Towards a just, equitable and poverty free world

Citizens from every continent will expect bold and decisive action from World leaders when they meet in September to review the implementation of the Millennium Summit held five years ago. “We live in a critical time” said Roberto Bissio, Coordinator of Social Watch “with very real threats to humanity and to the environment on which we all depend. Business as usual is no longer an option. We need an ambitious strategy to secure the future of the world for generations to come.” Bissio was launching the Social Watch “Benchmark for the 5-year Review of the Millennium Declaration” for the September meeting, containing a set of expectations established through a process of consultation with its active citizens’ coalitions from all parts of the world.
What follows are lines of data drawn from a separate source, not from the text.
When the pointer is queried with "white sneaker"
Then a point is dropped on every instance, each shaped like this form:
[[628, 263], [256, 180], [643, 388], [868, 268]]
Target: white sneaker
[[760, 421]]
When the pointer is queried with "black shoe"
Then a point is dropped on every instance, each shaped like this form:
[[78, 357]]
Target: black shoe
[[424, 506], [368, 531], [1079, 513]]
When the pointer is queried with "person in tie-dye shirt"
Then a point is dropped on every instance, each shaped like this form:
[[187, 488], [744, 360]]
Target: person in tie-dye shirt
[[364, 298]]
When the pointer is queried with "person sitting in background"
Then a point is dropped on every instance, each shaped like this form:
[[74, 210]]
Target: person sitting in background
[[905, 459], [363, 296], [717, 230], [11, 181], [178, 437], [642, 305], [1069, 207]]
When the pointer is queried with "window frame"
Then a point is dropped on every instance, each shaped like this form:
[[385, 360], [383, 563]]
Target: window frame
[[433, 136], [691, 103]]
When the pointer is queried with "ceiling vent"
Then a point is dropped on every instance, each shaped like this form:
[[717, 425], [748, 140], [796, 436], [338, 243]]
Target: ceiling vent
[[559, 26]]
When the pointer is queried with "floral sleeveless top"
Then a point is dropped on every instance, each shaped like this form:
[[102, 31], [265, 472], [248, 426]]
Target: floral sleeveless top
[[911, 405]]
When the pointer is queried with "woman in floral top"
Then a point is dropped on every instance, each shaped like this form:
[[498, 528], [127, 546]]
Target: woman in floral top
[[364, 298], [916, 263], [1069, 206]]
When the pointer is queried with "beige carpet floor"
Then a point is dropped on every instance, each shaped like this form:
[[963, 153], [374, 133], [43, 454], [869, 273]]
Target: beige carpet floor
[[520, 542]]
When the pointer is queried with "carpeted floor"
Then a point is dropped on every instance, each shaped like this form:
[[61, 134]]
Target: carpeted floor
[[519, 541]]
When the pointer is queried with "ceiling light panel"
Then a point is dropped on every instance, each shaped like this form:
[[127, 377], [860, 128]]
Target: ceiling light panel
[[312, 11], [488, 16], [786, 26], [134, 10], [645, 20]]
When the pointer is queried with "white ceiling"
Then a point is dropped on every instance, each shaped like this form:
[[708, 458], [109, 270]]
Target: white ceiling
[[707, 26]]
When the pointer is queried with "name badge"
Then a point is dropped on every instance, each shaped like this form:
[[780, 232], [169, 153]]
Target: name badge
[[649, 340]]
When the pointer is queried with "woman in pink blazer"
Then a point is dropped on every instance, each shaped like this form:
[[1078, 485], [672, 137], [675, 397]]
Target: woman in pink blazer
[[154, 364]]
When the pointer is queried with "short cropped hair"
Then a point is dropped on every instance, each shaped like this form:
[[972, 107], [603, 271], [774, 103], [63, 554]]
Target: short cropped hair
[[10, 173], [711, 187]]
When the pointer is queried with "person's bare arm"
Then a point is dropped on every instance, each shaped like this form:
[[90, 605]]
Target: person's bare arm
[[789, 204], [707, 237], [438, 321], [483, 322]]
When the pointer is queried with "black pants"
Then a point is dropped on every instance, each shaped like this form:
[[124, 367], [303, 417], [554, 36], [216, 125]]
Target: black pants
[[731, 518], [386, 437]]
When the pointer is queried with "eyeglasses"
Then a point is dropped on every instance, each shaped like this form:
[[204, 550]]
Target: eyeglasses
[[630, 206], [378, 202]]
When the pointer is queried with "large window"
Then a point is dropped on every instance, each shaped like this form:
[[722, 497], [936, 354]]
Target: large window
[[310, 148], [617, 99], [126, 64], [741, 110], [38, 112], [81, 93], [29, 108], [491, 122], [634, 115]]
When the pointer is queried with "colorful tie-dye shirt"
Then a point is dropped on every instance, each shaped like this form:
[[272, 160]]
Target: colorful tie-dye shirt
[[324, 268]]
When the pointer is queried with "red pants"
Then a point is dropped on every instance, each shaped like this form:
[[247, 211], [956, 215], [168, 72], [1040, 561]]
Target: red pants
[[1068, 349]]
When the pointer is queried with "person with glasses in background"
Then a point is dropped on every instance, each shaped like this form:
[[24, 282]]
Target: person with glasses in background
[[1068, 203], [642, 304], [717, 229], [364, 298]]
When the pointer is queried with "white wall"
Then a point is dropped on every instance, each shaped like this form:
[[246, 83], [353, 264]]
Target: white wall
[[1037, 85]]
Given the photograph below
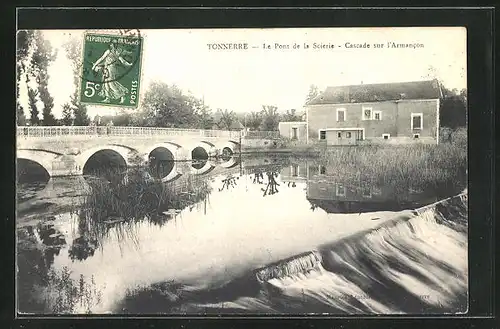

The document notes that in the face of the September 2001 attacks on the United States a “military concept of security is prevailing that promotes security for some through the concentration of power in the hands of a few.” This doctrine undermines global stability and the very purpose for which the United Nations was created.

 For Social Watch “inequality and social exclusion are major sources of national and international instability and conflict. Those struggling to survive seek the means to live, while those who have more than enough protect what they have and often seek to accumulate more. An adequate response to poverty will only be found in comprehensive and redistributive initiatives that address all aspects of inequality, where particular attention is given to the gender dimension”. Achieving the Millennium Development Goals in the agreed timelines is an international obligation, but only the most urgent part of what is needed.

In this document Social Watch’s membership enumerates an eleven-point set of expectations for the outcome of the September meeting which puts respect for human rights, ecological sustainability and government accountability at the centre of international actions. It calls for the democratization of international institutions in which a reformed United Nations “regains a political centrality” that ensures effective democratic, transparent and accountable decision-taking. In such a system a “reformed Economic and Social Council should be the ultimate legal global authority for economic and social affairs, whose decisions are enforceable”.